Whether we’re talking the black market for drugs, counterfeit goods, environmental protection, prostitution or human trafficking there are so many holes in the purview of our regulatory systems that are unfilled by oversight, we’re allowing the worst of the worst human beings to do as they please at the expense of our society.
Anywhere something is banned, outlawed, or unsupervised there are going to be economic incentives for someone to provide that banned substance. It will happen, there’s nothing we can do to stop it, we can spend all we want to try to minimize, criminalize and ostracize anyone associated with breaking the laws of prohibition, or we can institute the same kinds of regimes we have for other controlled substances, industries and behaviors to make sure that what goes on is taxed, supervised for safety and regulated appropriately for the good of everyone.
This puts a lot of people at odds with regard to their moral interests, or in other words, did he just say legalize drugs and prostitution? Well, sort of, but not really. I’m not talking about letting a free for all take place where anyone who wants to own a brothel or brew methamphetamine should be allowed to do it, but I am talking about removing the stigma associated with these taboo subjects and taking a hard look at how we can allow these activities to exist safely in our society because right now they exist and they’re not safe, and a lot of people are getting hurt as a result.
2) Democracy is a responsibility; not a privilege. There are so many people out there who don’t vote. When they do, they’re generally dragged into the polling stations because they’re outraged. I think this is a fundamental flaw in our democratic process. I also think that there are far too many parts of government where voters don’t have a say and they should; like the Supreme Court justice nominations, or the Federal Reserve Chairman and the leadership positions of the various federal agencies like the EPA, Department of Justice, and the Secretary of State. Why did we stop with electing only the President and Congress? Whose dumb idea was it to let the President’s golf buddies run the country.
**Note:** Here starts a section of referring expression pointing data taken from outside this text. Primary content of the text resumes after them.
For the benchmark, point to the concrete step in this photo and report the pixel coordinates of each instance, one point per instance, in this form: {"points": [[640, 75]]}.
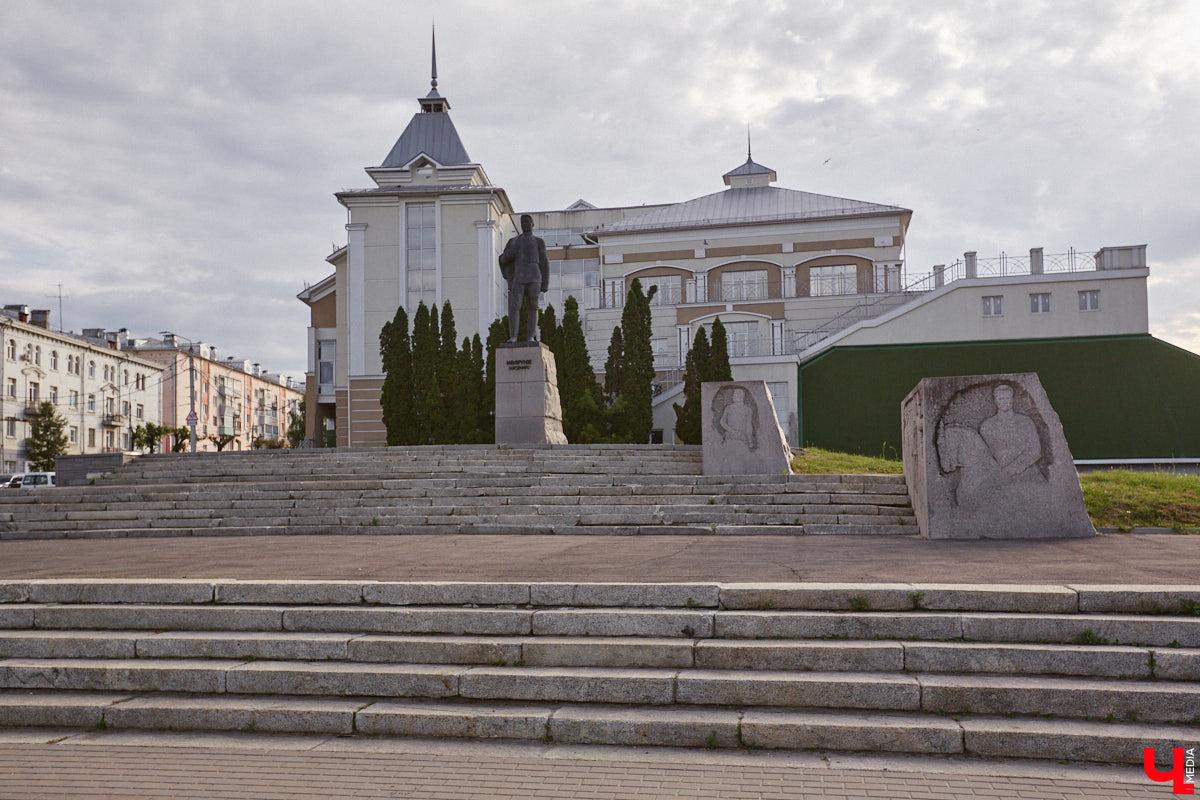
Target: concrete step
{"points": [[594, 723]]}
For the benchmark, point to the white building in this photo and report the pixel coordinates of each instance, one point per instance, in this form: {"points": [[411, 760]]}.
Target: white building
{"points": [[792, 275], [102, 391]]}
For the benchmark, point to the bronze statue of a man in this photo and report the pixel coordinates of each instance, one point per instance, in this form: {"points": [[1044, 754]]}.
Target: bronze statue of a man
{"points": [[525, 265]]}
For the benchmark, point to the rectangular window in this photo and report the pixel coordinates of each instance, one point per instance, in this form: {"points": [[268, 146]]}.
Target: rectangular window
{"points": [[826, 281], [744, 284], [779, 400], [887, 277], [669, 293], [421, 250]]}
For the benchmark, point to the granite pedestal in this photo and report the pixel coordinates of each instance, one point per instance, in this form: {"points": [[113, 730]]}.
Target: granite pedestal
{"points": [[528, 410]]}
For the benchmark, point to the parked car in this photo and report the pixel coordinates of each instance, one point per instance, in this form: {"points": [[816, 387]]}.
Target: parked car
{"points": [[37, 481]]}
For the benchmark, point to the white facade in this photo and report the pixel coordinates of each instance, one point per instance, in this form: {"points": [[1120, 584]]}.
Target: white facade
{"points": [[102, 392]]}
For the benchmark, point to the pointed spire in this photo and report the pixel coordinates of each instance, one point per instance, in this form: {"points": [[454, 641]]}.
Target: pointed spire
{"points": [[433, 101], [433, 82]]}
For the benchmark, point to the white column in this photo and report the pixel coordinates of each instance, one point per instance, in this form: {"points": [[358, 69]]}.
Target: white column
{"points": [[437, 244], [777, 337], [485, 238], [402, 258], [355, 266]]}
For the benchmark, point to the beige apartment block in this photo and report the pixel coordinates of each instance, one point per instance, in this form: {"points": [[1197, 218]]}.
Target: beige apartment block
{"points": [[237, 402], [102, 390], [789, 272]]}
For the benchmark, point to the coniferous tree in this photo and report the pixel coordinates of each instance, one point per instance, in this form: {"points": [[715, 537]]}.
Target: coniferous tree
{"points": [[615, 366], [689, 416], [47, 437], [547, 330], [583, 413], [636, 419], [718, 355], [497, 335], [396, 396]]}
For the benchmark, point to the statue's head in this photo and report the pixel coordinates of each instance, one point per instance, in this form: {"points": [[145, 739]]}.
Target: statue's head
{"points": [[1003, 397]]}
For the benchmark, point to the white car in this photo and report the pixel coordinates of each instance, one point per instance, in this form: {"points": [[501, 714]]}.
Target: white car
{"points": [[37, 481]]}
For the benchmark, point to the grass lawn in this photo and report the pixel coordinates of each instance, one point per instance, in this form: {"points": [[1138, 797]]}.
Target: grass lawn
{"points": [[1114, 498]]}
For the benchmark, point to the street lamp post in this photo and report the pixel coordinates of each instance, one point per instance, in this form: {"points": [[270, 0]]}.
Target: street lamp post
{"points": [[191, 385]]}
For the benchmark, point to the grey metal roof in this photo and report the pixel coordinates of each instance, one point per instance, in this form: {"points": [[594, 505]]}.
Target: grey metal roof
{"points": [[749, 168], [749, 205], [431, 133]]}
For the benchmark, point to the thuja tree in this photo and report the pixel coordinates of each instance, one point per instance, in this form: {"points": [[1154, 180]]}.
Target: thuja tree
{"points": [[707, 361], [47, 437], [718, 355], [633, 414], [585, 415], [689, 415]]}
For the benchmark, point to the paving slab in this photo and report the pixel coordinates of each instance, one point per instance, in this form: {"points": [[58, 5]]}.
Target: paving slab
{"points": [[1131, 559]]}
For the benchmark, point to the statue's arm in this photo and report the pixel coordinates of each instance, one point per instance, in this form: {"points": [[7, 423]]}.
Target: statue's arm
{"points": [[507, 259], [544, 264]]}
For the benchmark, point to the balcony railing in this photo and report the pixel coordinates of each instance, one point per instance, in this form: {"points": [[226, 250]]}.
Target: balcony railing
{"points": [[739, 292]]}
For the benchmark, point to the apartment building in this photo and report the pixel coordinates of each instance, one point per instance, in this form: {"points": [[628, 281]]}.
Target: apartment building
{"points": [[102, 391]]}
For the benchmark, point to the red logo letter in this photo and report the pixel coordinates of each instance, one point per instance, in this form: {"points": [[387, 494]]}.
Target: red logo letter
{"points": [[1177, 786]]}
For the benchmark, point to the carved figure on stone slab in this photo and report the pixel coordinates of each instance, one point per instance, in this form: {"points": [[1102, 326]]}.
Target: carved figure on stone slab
{"points": [[988, 456], [737, 421], [526, 268]]}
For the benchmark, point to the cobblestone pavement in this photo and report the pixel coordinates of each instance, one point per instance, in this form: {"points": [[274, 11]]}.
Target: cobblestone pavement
{"points": [[133, 771], [1119, 558]]}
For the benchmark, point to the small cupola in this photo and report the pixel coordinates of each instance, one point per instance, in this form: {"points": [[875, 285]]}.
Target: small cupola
{"points": [[750, 174]]}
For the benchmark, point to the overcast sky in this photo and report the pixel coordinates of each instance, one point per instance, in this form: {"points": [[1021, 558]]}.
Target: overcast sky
{"points": [[173, 164]]}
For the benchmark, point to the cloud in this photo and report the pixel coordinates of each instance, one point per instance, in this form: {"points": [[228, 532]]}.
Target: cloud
{"points": [[173, 164]]}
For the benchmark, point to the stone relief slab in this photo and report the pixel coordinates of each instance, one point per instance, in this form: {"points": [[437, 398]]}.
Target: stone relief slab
{"points": [[741, 431], [985, 457], [528, 410]]}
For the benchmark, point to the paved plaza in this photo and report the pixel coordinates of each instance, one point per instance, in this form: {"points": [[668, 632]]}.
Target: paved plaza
{"points": [[1116, 558], [113, 764], [160, 767]]}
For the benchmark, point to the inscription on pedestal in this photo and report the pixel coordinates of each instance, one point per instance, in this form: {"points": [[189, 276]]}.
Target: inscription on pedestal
{"points": [[528, 410]]}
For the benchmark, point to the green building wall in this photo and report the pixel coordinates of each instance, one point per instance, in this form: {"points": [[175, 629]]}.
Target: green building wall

I would like to see everyone have to vote once a year when they renew their motor vehicle registration or make an annual drivers license renewal process. I would also like to see a referendum vote take place on all new legislation enacted by the President and Congress and if both branches of the legislative body disagree, then the tie breaker would be a popular vote. The goal of this would be to prevent the type of paralysis that occurred in 2011 with regard to raising the debt ceiling and taking away the old excuse that voters would crucify any elected official who touches sensitive issues like entitlement spending and abortion.
Getting people to participate in the process is going to open up a whole can of worms as it relates to so many issues like campaign financing and term limits. There are so many structural barriers today preventing direct democracy that when people are finally given a say in their own government they’re going to have a lot of walls to consider for demolition. Keeping people out of the process is a good way to disenfranchise them, but forcing participation may be the best way to wake everybody up to the frustrations we’re all going to face if we don’t start making some structural reforms to our system.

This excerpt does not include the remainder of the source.